1990年代のブームにのって中国に子会社を設立した日本の会社が、業績の悪化から、中国における子会社経営から撤退を考えている場合、手っ取り早く親会社のバランスシートからオフバランス化する方法として利用されるのが持分譲渡です。そこで、中国子会社の持分譲渡の方法について以下概略をご説明します。
持分譲渡契約
持分譲渡契約は、譲渡人と譲受人が持分譲渡について条件(金額や時期など)を定めて持分譲渡の契約を締結することをいいます。
一般にわが国でも企業買収(M&A)で行われていることと同様の手続きを行います。すなわち、まず譲渡人と譲受人は秘密保持契約を締結して、譲受人が譲渡人の持分について財務DD、法務DD等を行い、価格を決定して、最終的には持分譲渡契約書を作成して行います。

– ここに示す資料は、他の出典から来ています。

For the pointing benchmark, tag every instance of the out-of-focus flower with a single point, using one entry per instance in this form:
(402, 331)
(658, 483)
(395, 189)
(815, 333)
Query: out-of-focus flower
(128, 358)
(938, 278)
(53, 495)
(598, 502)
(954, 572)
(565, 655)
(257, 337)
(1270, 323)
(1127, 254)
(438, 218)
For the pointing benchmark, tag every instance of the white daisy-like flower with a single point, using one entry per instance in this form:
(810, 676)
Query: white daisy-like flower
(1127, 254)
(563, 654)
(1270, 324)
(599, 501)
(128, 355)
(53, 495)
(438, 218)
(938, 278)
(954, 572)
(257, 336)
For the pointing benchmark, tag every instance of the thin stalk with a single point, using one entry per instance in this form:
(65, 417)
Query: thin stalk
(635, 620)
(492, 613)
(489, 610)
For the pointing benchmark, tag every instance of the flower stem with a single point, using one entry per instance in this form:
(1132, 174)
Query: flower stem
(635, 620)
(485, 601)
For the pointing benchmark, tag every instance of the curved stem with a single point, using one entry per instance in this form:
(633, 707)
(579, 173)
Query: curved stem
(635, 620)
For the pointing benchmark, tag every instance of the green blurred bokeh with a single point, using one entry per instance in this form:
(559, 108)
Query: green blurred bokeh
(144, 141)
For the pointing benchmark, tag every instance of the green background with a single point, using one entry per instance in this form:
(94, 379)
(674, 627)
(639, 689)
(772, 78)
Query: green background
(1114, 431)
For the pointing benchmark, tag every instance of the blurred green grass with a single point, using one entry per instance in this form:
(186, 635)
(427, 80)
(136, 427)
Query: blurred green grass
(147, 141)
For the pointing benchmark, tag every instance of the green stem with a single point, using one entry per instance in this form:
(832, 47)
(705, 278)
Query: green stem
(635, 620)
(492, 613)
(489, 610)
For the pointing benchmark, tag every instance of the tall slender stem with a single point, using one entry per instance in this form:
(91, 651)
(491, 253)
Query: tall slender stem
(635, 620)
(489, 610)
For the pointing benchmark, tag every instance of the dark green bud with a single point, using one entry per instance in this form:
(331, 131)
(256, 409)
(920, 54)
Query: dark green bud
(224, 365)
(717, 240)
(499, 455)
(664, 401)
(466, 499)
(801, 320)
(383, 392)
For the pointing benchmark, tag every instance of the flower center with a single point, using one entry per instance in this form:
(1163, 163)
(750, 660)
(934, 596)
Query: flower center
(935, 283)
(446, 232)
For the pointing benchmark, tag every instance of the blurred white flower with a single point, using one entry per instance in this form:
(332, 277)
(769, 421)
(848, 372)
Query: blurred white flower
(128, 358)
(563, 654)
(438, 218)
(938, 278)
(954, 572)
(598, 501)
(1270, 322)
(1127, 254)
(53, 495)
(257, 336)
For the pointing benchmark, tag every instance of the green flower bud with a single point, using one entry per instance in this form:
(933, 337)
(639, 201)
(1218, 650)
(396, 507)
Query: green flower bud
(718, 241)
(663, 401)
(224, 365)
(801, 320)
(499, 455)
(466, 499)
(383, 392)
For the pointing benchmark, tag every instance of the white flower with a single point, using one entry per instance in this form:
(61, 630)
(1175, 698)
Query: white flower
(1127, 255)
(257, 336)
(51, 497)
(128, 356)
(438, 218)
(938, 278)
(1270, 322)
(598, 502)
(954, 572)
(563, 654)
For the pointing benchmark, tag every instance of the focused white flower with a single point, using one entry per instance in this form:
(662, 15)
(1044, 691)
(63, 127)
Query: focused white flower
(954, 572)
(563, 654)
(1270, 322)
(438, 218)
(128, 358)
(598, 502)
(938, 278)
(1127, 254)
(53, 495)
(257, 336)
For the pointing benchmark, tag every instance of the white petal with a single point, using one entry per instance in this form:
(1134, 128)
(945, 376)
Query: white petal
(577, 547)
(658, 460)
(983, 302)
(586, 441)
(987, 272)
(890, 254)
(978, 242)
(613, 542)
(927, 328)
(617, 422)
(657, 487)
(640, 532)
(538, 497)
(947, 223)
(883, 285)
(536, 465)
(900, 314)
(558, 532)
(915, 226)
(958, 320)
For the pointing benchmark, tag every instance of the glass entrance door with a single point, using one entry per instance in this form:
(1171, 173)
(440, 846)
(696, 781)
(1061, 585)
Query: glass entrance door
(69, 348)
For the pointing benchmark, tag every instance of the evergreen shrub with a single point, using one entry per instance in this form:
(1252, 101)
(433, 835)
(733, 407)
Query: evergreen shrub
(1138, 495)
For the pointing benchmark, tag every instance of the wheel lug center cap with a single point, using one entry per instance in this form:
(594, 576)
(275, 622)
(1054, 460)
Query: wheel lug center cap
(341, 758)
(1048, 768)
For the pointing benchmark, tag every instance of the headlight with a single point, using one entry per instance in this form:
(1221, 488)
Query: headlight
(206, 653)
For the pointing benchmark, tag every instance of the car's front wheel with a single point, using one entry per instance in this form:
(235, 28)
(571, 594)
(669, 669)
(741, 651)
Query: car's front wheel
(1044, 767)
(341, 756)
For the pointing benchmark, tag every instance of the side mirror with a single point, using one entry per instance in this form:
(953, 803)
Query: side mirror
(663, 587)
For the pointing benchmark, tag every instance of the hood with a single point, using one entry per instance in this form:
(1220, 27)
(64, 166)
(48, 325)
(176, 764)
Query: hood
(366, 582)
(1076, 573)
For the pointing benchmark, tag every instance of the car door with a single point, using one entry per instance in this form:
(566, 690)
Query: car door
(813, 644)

持分譲渡自体は当事者間の合意によって成立しますので、例えば日本の企業同士が日本国内で持分譲渡を行う場合、持分譲渡契約の成立で効力が生じ、よってバランスシートからのオフバランス化が図れます。
中国国内での公的手続
しかしながら、中国国内において持分譲渡契約の効力が発生するには、中国国内において要求される公的手続きを経た上でなければ認められません。
①審査認可機関での申請
所定の持分譲渡契約書、持分変更の申請書その他の資料(これは法律で規定されています)を、会社設立時に認可を受けた審査認可機関へ提出します。
②審査認可機関の決定
審査認可機関は、①の審査に必要な提出書類の提出を受けた時から所定の期間内に認可、不認可の決定をしなければなりません。
③変更登記
会社設立時に設立登記を受けた登記機関に変更登記を申請して登記の変更手続きを行わなければなりません。